Scott Hawtrey, who served in the Royal Engineers, said that veterans with mental health problems often come into the centre, despite him and the volunteers not having the necessary training to deal with them properly.

Last week, a veteran came into Bolton Armed Forces Centre for Veterans suffering from a severe episode of Post Traumatic Stress Disorder (PTSD) which resulted in Scott having to take him into A&E.

Scott said: “He was very agitated and got progressively worse while he was here, so I said ‘let’s go to hospital'.

However, when he arrived, Scott believes that the staff at Royal Bolton Hospital weren’t as understanding as they should have been.

He added: “I rang ahead and told them about the situation.

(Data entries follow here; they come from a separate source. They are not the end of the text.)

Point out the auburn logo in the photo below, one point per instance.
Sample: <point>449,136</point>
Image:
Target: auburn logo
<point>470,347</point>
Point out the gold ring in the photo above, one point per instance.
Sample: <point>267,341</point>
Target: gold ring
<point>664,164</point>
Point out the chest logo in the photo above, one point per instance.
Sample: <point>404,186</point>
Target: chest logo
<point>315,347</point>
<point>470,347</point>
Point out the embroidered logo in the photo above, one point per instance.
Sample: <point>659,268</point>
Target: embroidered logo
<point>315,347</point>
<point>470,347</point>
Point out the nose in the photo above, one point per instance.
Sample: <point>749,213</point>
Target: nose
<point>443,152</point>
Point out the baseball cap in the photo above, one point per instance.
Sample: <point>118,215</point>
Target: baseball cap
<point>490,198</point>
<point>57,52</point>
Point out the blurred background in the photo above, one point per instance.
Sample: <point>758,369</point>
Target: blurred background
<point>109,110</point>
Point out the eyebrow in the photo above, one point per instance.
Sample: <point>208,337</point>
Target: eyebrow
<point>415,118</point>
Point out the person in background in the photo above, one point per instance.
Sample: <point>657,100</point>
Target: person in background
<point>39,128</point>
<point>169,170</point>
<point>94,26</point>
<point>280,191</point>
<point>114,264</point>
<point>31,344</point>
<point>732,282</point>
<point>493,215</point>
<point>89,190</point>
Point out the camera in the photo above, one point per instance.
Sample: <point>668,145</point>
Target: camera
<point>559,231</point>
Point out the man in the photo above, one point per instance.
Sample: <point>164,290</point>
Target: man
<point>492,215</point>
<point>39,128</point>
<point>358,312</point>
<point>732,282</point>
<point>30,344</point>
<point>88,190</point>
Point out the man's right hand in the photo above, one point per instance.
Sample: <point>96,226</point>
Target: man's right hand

When I got there and told them I had a veteran with PTSD, the response was ‘so what’s his problem?’.

“He was told to sit with the general population but I took him to a quiet area where the ambulances come in. He’d already attacked a car and someone and I told them he was kicking off, but I still had to sit there with my arms over him to stop him getting away.

“The staff are helpful but they don’t understand what PTSD is. They need more training on it.”

Police were later called to the centre, while the veteran was at his auntie’s house to try and him calm down.

Scott said: “The officer kept me updated on the situation. He was a veteran himself so knew a lot about this sort of thing.”

However, when Scott relayed the news that the veteran had been discharged early in the morning the next day, he says one of the police officers said to him ‘are you joking me?’.

Scott says that during the PTSD episode, he drove him around Bolton for two hours in an attempt to calm him down.

Despite this, the the veteran was still getting out of the car when possible to attack traffic lights and buildings. Scott says the police told him the veteran was eventually sectioned later in the week.

Another veteran who visits the centre, but who does not wish to be named, said: “I’ve been sectioned 12 times. There have been times where I’ve told them I’m going to top myself, but they’ve still discharged me at all hours of the night.

“People just don’t know what to say to us.”

Heather Edwards, Head of Communications at Bolton NHS Foundation Trust, said: “We are always supportive of veterans. We have a number of ex-soldiers and and Territorial Army who work with us.

“We have a certificate that acknowledges our support for the Armed Forces and our trust has and always will be supportive of them.”